At one point, Roderick threw two rocks at the Weaver cabin to test the
dogs' reaction. The action provoked the dogs; Weaver's friend, Kevin
Harris, and Weaver's 14-year-old son, Samuel ("Sammy"), emerged and
followed the dog "Striker" to investigate. Harris and the younger
Weaver said that they were hoping the dog had noticed a game animal as
the cabin was out of meat. The recon team (Roderick, Cooper, and
Degan) initially retreated through the woods in radio contact with the
OP team, but later took up hidden defensive positions.

Later, the OP team and the Weavers claimed the dogs were alerted to
the recon team in the woods after neighbors at the foot of the
mountain started their pickup truck. The recon team retreated through
the woods to a "Y" junction in the trails 500 yards (460 m) west of
the cabin, out of sight of the cabin. Sammy and Harris followed
Striker on foot through the woods while Randy, also on foot, took a
separate logging trail; Vicki, Sara, Rachel, and baby Elisheba
remained at the cabin. The OP team were anxious at first, but then
relaxed. Randy encountered the Marshals at the "Y"; Roderick claimed
to have yelled, "Back off! U.S. Marshal!" upon sighting Weaver, and
Cooper said he had shouted, "Stop! U.S. Marshal!" By their account,
Sammy and Striker came out of the woods about a minute later. When the
Marshals' position was revealed by the dog "Striker", a yellow
Labrador Retriever, DUSM Roderick shot the dog dead. Seeing this,
Sammy Weaver reacted by shooting in the direction of Roderick. DUSM
Cooper then shot towards Sammy Weaver and Kevin Harris, who both
sought cover. Harris, once finding cover behind a tree stump, then
returned fire with one unaimed shot, which eventually killed DUSM
William Francis "Bill" Degan. Sammy Weaver, now retreating up a hill
was then shot in the back and killed by DUSM Cooper."

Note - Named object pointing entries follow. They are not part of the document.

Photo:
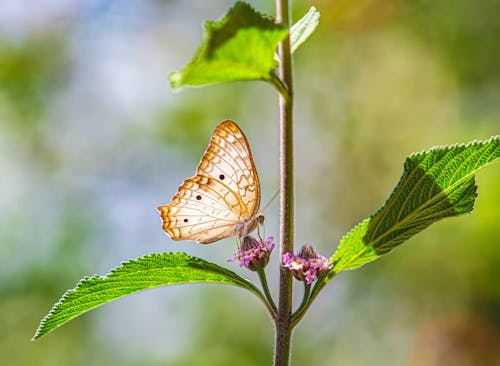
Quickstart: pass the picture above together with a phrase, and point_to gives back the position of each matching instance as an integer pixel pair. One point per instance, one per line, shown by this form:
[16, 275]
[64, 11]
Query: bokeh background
[92, 139]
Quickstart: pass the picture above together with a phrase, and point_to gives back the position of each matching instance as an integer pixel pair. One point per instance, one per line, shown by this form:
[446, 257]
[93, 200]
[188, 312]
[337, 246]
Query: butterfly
[223, 198]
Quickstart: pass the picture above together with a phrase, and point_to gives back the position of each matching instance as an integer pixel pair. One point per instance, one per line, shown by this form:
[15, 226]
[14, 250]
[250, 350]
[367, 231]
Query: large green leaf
[435, 184]
[151, 271]
[240, 46]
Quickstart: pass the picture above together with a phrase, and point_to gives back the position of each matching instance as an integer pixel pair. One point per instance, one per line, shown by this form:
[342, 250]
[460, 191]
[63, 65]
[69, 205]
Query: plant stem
[283, 319]
[265, 287]
[303, 305]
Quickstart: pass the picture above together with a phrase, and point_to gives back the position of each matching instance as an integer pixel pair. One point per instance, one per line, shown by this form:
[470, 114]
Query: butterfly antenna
[271, 200]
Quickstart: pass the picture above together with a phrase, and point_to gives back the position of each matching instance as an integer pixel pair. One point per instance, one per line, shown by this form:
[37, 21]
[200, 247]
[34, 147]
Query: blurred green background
[92, 139]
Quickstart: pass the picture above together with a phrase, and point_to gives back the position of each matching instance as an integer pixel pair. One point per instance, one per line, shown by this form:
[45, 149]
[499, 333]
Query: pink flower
[254, 254]
[307, 265]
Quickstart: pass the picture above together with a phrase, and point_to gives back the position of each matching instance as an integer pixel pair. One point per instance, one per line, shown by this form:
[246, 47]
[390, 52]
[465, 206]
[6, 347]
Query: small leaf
[240, 46]
[151, 271]
[301, 30]
[435, 184]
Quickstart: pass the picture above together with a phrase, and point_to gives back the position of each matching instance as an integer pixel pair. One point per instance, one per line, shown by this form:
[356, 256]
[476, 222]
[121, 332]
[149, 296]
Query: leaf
[435, 184]
[151, 271]
[301, 30]
[240, 46]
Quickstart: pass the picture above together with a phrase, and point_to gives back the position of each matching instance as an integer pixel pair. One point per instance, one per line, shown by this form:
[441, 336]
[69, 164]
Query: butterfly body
[223, 198]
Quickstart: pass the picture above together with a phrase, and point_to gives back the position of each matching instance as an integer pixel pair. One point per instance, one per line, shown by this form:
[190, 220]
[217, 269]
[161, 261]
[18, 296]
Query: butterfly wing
[223, 198]
[203, 210]
[228, 158]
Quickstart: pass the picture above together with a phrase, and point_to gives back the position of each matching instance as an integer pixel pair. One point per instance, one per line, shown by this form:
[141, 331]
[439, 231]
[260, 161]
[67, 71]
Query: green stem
[299, 314]
[283, 322]
[265, 287]
[280, 86]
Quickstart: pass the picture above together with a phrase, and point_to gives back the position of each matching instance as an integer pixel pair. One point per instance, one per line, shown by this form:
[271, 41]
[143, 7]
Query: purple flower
[254, 254]
[307, 265]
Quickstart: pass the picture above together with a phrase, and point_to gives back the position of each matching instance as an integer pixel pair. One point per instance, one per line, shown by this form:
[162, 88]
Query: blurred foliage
[91, 140]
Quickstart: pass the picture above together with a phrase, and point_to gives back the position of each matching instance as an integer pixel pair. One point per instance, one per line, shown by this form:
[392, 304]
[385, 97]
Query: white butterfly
[223, 198]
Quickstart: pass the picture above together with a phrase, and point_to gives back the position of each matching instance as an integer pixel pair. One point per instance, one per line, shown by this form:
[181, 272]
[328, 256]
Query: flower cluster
[307, 265]
[254, 254]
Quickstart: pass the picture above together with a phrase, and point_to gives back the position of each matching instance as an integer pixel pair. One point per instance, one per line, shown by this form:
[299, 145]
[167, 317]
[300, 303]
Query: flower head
[306, 265]
[254, 254]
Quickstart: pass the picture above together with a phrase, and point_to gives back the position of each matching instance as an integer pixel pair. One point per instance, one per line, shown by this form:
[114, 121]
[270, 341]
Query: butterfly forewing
[228, 158]
[222, 198]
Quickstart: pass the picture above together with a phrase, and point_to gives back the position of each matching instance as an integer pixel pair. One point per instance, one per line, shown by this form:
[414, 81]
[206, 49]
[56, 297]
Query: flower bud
[307, 264]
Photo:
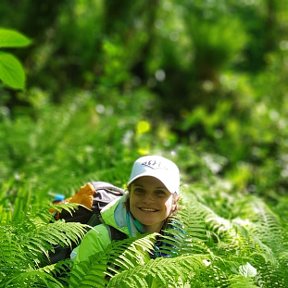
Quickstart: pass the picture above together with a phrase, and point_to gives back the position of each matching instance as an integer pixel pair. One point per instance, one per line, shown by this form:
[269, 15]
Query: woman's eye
[138, 190]
[160, 193]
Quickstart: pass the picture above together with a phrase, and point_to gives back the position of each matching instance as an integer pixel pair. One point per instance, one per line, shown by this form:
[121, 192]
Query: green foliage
[11, 71]
[203, 82]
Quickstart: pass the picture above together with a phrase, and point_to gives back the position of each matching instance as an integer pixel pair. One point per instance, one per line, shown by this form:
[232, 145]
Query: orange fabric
[84, 196]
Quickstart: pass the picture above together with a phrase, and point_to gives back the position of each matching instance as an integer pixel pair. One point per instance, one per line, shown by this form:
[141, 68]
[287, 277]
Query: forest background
[202, 82]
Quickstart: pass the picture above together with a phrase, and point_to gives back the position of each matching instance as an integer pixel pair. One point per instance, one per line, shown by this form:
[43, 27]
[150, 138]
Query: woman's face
[150, 202]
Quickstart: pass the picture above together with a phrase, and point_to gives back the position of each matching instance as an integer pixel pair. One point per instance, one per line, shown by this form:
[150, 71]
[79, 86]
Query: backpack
[93, 197]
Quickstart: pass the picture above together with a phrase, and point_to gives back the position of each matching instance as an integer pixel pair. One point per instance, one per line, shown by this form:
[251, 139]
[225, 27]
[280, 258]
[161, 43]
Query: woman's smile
[150, 202]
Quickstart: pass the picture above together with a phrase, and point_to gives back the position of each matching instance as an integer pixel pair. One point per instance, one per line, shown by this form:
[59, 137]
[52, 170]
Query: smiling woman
[152, 196]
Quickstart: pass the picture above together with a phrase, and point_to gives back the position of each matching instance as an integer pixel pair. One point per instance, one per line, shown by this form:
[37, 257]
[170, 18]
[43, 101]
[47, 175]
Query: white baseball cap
[158, 167]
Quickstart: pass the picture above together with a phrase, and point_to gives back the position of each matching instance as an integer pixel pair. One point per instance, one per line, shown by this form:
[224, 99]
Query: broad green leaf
[12, 38]
[11, 71]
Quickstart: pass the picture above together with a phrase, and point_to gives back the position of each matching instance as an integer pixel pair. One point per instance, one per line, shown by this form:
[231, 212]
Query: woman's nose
[148, 198]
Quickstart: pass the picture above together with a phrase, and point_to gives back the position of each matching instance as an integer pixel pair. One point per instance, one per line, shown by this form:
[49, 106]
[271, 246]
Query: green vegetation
[201, 82]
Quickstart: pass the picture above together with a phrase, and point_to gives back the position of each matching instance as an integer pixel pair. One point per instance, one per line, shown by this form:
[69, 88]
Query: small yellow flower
[143, 127]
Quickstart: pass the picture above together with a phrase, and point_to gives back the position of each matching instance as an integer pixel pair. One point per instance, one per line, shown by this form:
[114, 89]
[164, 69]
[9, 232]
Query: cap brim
[154, 176]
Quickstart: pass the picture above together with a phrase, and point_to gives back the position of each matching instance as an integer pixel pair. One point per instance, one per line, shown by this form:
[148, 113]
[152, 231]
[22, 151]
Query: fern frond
[161, 272]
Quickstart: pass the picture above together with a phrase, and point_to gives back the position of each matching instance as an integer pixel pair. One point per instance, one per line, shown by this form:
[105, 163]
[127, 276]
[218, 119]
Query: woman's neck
[153, 228]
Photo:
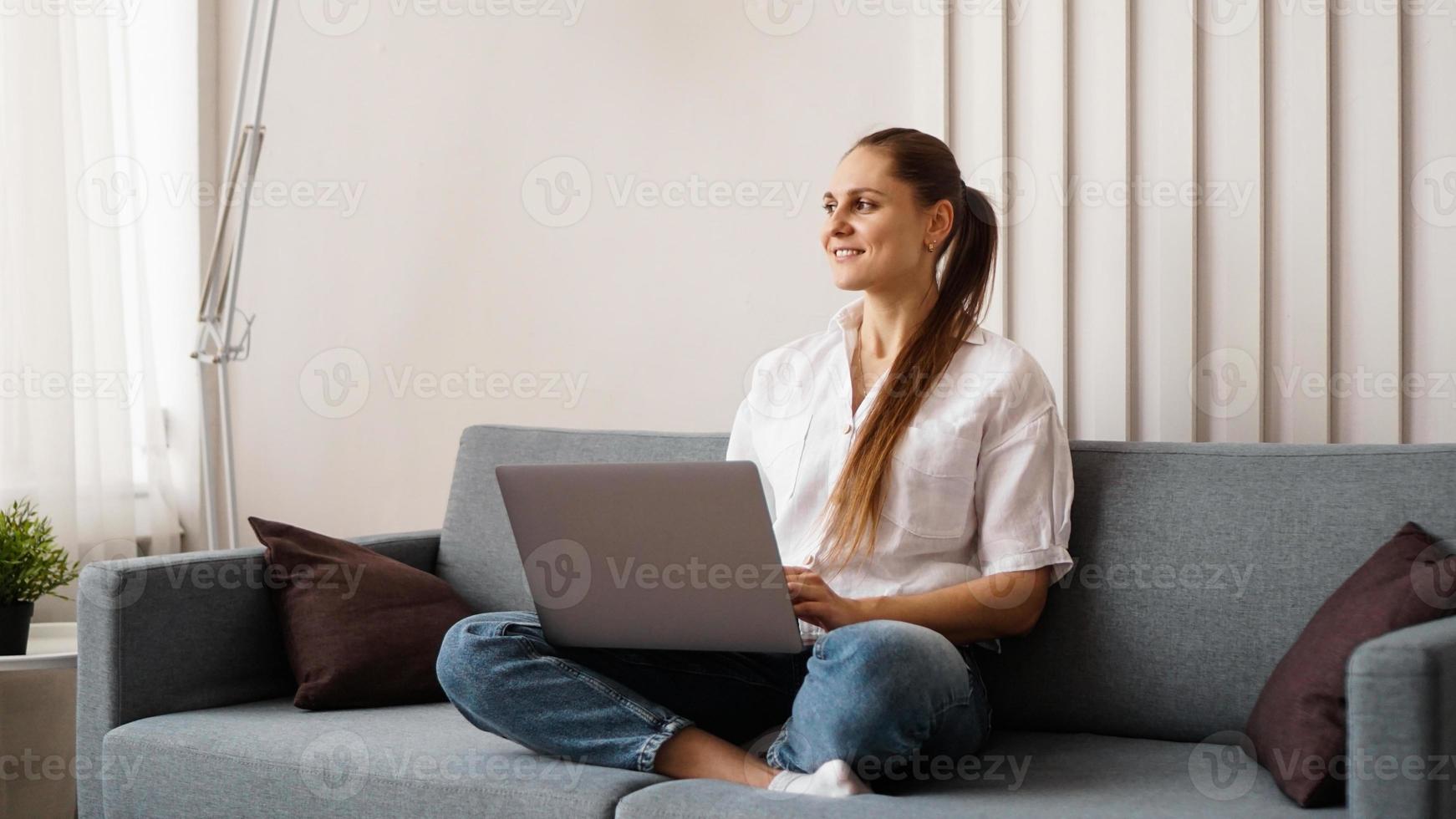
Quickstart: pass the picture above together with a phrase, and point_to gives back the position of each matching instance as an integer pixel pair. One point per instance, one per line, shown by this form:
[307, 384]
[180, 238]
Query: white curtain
[96, 262]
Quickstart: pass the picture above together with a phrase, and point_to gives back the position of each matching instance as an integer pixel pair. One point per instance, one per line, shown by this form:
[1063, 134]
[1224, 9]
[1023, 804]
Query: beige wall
[439, 124]
[1312, 133]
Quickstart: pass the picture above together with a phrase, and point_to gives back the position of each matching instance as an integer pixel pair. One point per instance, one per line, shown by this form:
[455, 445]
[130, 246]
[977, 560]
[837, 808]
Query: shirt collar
[851, 314]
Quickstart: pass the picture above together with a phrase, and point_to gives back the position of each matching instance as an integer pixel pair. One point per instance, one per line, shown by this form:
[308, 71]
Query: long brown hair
[928, 166]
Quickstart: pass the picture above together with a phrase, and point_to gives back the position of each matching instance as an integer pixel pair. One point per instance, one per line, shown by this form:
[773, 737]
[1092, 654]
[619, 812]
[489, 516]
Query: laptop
[651, 556]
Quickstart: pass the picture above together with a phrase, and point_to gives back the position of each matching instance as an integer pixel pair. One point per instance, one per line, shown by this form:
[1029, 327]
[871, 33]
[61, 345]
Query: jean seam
[600, 687]
[647, 755]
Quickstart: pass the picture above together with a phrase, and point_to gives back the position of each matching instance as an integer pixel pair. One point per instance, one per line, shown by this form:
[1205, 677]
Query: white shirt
[979, 483]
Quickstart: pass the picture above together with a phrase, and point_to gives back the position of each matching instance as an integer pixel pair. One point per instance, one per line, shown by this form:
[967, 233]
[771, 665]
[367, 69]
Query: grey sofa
[1197, 566]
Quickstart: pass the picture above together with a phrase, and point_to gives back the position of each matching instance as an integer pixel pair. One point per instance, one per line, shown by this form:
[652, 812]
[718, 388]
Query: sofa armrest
[1401, 695]
[182, 632]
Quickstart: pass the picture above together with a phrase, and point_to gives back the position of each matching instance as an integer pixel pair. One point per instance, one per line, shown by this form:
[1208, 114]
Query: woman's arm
[1006, 604]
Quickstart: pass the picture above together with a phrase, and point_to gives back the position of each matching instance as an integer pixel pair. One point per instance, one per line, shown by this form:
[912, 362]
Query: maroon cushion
[1297, 723]
[360, 628]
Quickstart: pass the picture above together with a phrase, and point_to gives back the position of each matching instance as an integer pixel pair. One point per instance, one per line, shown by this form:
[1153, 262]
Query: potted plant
[31, 566]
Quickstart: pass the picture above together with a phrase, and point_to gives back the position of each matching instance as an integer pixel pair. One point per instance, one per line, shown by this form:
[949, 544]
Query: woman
[916, 518]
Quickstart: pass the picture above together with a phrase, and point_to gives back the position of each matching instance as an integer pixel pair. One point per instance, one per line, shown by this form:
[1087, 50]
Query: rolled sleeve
[1024, 499]
[740, 448]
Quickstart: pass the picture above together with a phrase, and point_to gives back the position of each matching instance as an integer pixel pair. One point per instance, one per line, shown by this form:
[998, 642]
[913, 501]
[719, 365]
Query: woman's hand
[817, 604]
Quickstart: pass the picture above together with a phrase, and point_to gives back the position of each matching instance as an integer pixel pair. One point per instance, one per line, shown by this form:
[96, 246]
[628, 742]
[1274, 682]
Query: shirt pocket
[781, 451]
[932, 483]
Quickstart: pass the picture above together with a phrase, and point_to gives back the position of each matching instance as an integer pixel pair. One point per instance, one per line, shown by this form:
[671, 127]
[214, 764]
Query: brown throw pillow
[360, 628]
[1297, 723]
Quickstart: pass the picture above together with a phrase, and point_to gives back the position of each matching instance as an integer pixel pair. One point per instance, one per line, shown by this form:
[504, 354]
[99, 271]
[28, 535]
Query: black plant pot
[15, 628]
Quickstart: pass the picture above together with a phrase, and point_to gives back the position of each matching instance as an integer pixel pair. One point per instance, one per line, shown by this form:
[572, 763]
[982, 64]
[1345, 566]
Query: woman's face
[874, 231]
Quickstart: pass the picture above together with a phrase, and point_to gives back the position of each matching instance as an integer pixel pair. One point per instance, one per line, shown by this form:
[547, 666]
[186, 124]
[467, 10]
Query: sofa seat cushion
[268, 758]
[1028, 774]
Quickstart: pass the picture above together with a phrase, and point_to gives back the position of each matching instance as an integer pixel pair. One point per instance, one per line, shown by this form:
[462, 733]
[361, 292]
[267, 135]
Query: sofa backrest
[1197, 565]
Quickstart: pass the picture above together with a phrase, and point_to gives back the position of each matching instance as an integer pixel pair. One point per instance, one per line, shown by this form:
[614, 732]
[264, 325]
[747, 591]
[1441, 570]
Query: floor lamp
[216, 347]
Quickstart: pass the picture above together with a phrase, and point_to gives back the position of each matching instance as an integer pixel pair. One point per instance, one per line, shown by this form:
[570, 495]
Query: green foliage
[31, 565]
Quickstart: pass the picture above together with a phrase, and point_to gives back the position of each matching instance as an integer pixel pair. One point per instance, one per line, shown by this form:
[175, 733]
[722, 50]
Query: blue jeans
[891, 699]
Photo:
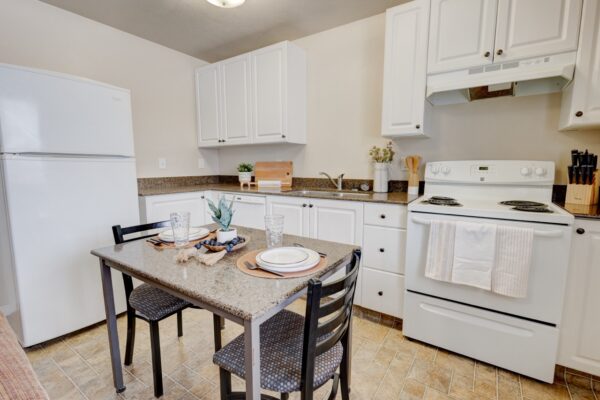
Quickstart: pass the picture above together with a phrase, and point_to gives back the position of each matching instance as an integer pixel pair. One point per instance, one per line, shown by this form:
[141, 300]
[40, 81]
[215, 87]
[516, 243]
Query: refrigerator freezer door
[58, 210]
[44, 112]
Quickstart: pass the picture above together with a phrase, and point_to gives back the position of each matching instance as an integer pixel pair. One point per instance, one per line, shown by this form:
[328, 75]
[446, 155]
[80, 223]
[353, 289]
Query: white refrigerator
[67, 174]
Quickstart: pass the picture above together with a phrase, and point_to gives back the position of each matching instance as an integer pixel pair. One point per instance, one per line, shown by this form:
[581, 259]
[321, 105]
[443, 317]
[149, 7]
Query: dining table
[222, 289]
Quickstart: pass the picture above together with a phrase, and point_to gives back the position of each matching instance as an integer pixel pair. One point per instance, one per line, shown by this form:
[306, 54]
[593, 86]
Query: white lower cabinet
[580, 328]
[159, 207]
[383, 291]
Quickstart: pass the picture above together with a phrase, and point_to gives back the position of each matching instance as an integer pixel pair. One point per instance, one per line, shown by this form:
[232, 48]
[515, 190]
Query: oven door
[547, 275]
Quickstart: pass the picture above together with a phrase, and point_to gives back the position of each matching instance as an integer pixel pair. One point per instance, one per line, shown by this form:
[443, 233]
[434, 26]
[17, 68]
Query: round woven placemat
[259, 273]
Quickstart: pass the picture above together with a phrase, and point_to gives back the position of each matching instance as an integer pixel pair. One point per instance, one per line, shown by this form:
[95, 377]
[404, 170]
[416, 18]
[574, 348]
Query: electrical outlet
[403, 164]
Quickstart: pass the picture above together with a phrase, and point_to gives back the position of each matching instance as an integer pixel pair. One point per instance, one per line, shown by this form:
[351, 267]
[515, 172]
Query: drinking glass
[180, 222]
[274, 230]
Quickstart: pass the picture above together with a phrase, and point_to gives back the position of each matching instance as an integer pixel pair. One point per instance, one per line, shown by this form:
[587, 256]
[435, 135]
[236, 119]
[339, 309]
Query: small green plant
[245, 167]
[222, 214]
[382, 155]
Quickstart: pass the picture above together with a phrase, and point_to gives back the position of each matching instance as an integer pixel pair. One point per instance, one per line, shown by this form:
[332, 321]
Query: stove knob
[539, 171]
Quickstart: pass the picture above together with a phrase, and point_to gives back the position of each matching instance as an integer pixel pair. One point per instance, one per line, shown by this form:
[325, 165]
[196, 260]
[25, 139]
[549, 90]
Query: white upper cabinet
[404, 78]
[235, 86]
[473, 33]
[269, 77]
[531, 28]
[260, 97]
[581, 99]
[207, 105]
[461, 34]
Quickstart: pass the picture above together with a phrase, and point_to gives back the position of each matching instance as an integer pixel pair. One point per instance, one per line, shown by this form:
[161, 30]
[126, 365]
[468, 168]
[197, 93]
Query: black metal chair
[298, 353]
[148, 303]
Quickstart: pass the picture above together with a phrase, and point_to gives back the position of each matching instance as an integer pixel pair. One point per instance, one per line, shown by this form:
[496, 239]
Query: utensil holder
[583, 194]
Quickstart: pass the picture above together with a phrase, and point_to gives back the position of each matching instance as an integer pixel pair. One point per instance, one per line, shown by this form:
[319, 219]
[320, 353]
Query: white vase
[245, 177]
[380, 179]
[226, 236]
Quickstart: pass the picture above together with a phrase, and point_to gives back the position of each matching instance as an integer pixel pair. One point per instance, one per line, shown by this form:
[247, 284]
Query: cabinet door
[531, 28]
[580, 107]
[405, 66]
[294, 211]
[159, 208]
[580, 328]
[235, 100]
[268, 89]
[207, 105]
[461, 34]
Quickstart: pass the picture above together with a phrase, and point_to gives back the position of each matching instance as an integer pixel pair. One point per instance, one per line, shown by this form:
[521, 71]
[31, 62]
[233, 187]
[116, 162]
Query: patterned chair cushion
[155, 303]
[281, 340]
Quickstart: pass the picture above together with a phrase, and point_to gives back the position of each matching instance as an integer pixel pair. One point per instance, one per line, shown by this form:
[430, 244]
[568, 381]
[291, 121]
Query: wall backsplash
[345, 66]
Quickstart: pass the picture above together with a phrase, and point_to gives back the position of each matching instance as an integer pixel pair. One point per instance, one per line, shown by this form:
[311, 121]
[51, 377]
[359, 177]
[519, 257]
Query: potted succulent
[222, 215]
[245, 172]
[382, 158]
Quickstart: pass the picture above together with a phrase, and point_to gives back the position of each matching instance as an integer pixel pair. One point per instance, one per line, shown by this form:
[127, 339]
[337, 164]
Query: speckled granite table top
[391, 197]
[222, 285]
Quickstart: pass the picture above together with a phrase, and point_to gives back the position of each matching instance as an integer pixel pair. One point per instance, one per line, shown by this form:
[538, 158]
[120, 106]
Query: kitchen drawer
[384, 248]
[383, 292]
[392, 216]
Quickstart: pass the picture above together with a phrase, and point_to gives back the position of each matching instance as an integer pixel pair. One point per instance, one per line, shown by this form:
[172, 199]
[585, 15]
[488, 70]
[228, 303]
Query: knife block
[583, 194]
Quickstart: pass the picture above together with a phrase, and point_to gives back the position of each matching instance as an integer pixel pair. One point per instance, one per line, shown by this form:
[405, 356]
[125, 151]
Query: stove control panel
[491, 172]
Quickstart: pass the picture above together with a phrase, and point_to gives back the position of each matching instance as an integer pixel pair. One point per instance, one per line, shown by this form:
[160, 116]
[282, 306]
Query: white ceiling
[210, 33]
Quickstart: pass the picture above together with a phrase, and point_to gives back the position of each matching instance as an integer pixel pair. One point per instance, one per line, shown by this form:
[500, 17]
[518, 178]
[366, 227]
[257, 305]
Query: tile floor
[385, 366]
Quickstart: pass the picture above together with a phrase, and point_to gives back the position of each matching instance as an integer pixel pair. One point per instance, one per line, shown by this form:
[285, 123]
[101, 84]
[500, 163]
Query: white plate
[195, 233]
[313, 259]
[284, 256]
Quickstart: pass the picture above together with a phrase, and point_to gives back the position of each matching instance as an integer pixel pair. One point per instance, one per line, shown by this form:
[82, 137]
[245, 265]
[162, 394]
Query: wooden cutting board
[274, 171]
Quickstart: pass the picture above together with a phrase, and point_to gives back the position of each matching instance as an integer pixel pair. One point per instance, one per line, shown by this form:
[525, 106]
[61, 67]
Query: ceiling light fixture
[226, 3]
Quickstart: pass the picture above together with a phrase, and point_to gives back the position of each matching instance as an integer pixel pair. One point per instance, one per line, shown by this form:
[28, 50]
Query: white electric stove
[518, 334]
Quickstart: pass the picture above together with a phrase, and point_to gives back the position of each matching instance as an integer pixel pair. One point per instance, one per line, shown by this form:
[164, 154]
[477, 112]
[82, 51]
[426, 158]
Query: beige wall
[161, 80]
[345, 67]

It will be left as an exercise to the reader to determine if the above
constitutes an "attempt to serve a warrant".

chasd00 14 days ago | root | parent | prev | next [–]

wasn't Randy Weaver's wife killed by a sniper with nothing but an
infant in her arms? That's pretty bad.

coldtea 14 days ago | parent | prev | next [–]

Perhaps because reality doesn't stop existing if you don't pay attention to it.

Nor do actual threats become any less threatening (if anything, the opposite).

So not paying any attention to the talking points, i.e. not reading
TFA, wont have any effect.

Not to mention that the people "sane" enough head the advice and not
read it, are the ones who wouldn't do anything shady even if they read
it anyway...

eggsome 13 days ago | prev [–]

Does anyone know if there is any merit to his patent?